# new toys



## duncsuss (Mar 28, 2015)

My wife is great.

For our anniversary, she bought me a hollowing tool. For my birthday, a laser guide attachment to go with the hollowing tool.


 

Oh, and tiramisu for breakfast

Reactions: Like 4 | EyeCandy! 1 | Way Cool 1


----------



## Schroedc (Mar 28, 2015)

Dang, your wife sure loves you!

I'll be interested in a review of the laser system once you've used it a bit


----------



## duncsuss (Mar 28, 2015)

Schroedc said:


> Dang, your wife sure loves you!


Yep! I've had her 20 years now, I think I'll keep her 

I've got to finish off a commissioned pen before I get started with the hollowing guide, but I will post as soon as I have some experience with it.


----------



## Schroedc (Mar 28, 2015)

duncsuss said:


> Yep! I've had her 20 years now, I think I'll keep her



If you decide you don't want her I'm sure there are a number of us here who would be interested in a trade

Reactions: Funny 5


----------



## duncsuss (Mar 28, 2015)

Schroedc said:


> If you decide you don't want her I'm sure there are a number of us here who would be interested in a trade


I got a screen grab of that ... too late to delete the post now. You are in big trouble

Reactions: Agree 2 | Funny 4


----------



## manbuckwal (Mar 28, 2015)

duncsuss said:


> I got a screen grab of that ... too late to delete the post now. You are in big trouble



Great blackmail material right there

Reactions: Agree 1


----------



## SENC (Mar 28, 2015)

And I'm looking forward to a review of the tiramisu.

Reactions: Agree 2


----------



## duncsuss (Mar 28, 2015)

SENC said:


> And I'm looking forward to a review of the tiramisu.

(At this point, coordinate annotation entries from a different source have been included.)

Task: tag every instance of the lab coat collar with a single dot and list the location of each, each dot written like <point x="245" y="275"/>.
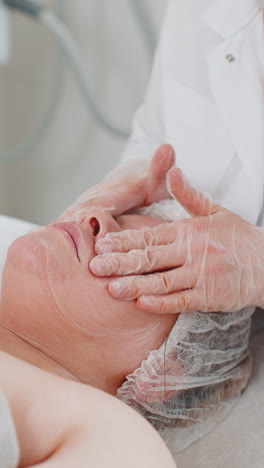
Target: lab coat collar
<point x="227" y="17"/>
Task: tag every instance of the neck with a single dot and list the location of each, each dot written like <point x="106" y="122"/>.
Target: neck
<point x="21" y="348"/>
<point x="102" y="362"/>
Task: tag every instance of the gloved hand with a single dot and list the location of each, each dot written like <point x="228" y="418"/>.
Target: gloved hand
<point x="211" y="262"/>
<point x="130" y="185"/>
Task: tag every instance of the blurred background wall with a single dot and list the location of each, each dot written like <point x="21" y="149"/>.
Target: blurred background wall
<point x="74" y="153"/>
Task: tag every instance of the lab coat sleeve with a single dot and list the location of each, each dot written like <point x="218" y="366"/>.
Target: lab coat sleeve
<point x="9" y="448"/>
<point x="148" y="130"/>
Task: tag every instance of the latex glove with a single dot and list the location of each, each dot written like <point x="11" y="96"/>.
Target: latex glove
<point x="212" y="262"/>
<point x="130" y="185"/>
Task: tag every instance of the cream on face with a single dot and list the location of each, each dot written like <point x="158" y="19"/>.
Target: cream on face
<point x="50" y="298"/>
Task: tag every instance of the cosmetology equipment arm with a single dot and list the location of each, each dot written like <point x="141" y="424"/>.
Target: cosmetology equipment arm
<point x="63" y="423"/>
<point x="213" y="261"/>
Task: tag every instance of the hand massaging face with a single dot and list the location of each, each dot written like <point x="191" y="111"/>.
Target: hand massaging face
<point x="49" y="298"/>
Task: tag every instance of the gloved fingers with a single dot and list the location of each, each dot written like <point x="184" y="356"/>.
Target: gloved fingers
<point x="159" y="284"/>
<point x="125" y="241"/>
<point x="184" y="301"/>
<point x="162" y="162"/>
<point x="139" y="261"/>
<point x="194" y="201"/>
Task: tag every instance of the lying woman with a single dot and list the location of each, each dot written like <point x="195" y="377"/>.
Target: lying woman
<point x="182" y="373"/>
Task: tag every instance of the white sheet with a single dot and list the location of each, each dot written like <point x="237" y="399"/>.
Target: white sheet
<point x="238" y="442"/>
<point x="11" y="229"/>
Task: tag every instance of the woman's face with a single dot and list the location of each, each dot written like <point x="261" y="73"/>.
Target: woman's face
<point x="47" y="286"/>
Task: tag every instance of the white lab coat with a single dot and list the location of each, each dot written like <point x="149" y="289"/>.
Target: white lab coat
<point x="206" y="98"/>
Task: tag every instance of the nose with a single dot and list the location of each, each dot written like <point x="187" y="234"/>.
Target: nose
<point x="101" y="222"/>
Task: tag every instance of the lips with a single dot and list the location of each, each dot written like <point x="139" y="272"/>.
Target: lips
<point x="72" y="233"/>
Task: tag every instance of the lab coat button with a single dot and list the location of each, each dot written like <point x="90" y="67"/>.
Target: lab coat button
<point x="230" y="58"/>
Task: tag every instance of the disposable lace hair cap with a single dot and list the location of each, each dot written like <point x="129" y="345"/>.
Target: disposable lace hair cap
<point x="185" y="388"/>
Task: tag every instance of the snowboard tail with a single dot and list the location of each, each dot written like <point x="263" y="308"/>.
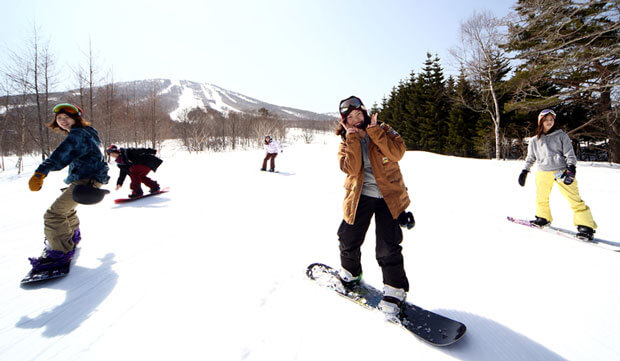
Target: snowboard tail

Henry, I told her that small dish wasn't enough for me to form a complete opinion. No worries -- there's a second one in the fridge for dinner

Reactions: Like 1


----------



## Karl_99 (Mar 28, 2015)

Life is good!!!

Reactions: Agree 1


----------



## gman2431 (Mar 28, 2015)

SENC said:


> And I'm looking forward to a review of the tiramisu.



I was more interested in a build thread... Then I could give it to the wife!

Reactions: Like 1 | Agree 1 | Great Post 1 | Funny 1


----------



## MikeMD (Mar 29, 2015)

You wife is the BEST! Forget the tools...you got dessert for breakfast!!!!!!!!

Reactions: Like 1 | Agree 2


----------